I am really having a hard time determining the appropriate response to my mother who is a professing Christian and is in a lesbian relationship.  When I started researching what the Bible says my response should be to her I immediately found the various articles on a well-known website endorsing “holy ostracism” based on 1 Cor 5, 2 Thess 3:14-15 and 1 Timothy 1:18-20 (also Matthew 18:15-17) [Texts after the jump.]  I am finding objections to this interpretation, including the argument that these passages are not for personal relationships but for church communities.

The problem is that my mother and her partner attend large churches and remain completely anonymous from the community.  It seems to me that the closest thing she has to a Christian community where she is known and loved and has the leverage to apply Paul’s teaching is our family.   Our family is actively seeking wisdom and guidance to how we respond and we are currently discussing the validity of “holy ostracism”.  We want to do the most loving thing and we want to follow in the way of Jesus.

I am very interested in hearing your perspective on this.  Do you think it is wrong to apply these passages to personal relationships?  If so, in what situations do we follow Paul’s instruction to disassociate with Christians who make peace with their sin?  I would LOVE to be convinced that “holy ostracism” is not to be applied to personal relationships because I don’t want to do this to my mother.


1 Corinthians 5

5:1 It is actually reported that sexual immorality exists among you, the kind of immorality that is not permitted even among the Gentiles, so that someone is cohabiting with his father’s wife. 5:2 And you are proud! Shouldn’t you have been deeply sorrowful instead and removed the one who did this from among you? 5:3 For even though I am absent physically, I am present in spirit. And I have already judged the one who did this, just as though I were present. 5:4 When you gather together in the name of our Lord Jesus, and I am with you in spirit, along with the power of our Lord Jesus, 5:5 turn this man over to Satan for the destruction of the flesh, so that his spirit may be saved in the day of the Lord.

5:6 Your boasting is not good. Don’t you know that a little yeast affects the whole batch of dough? 5:7 Clean out the old yeast so that you may be a new batch of dough – you are, in fact, without yeast. For Christ, our Passover lamb, has been sacrificed. 5:8 So then, let us celebrate the festival, not with the old yeast, the yeast of vice and evil, but with the bread without yeast, the bread of sincerity and truth.

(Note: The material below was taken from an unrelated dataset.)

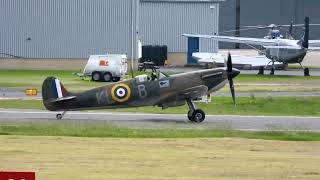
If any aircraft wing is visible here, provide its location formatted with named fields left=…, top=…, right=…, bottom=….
left=308, top=46, right=320, bottom=51
left=161, top=85, right=208, bottom=103
left=183, top=34, right=278, bottom=46
left=178, top=85, right=208, bottom=99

5:9 I wrote you in my letter not to associate with sexually immoral people. 5:10 In no way did I mean the immoral people of this world, or the greedy and swindlers and idolaters, since you would then have to go out of the world. 5:11 But now I am writing to you not to associate with anyone who calls himself a Christian who is sexually immoral, or greedy, or an idolater, or verbally abusive, or a drunkard, or a swindler. Do not even eat with such a person. 5:12 For what do I have to do with judging those outside? Are you not to judge those inside? 5:13 But God will judge those outside. Remove the evil person from among you.

2 Thessalonians 3

3:14 But if anyone does not obey our message through this letter, take note of him and do not associate closely with him, so that he may be ashamed. 3:15 Yet do not regard him as an enemy, but admonish him as a brother.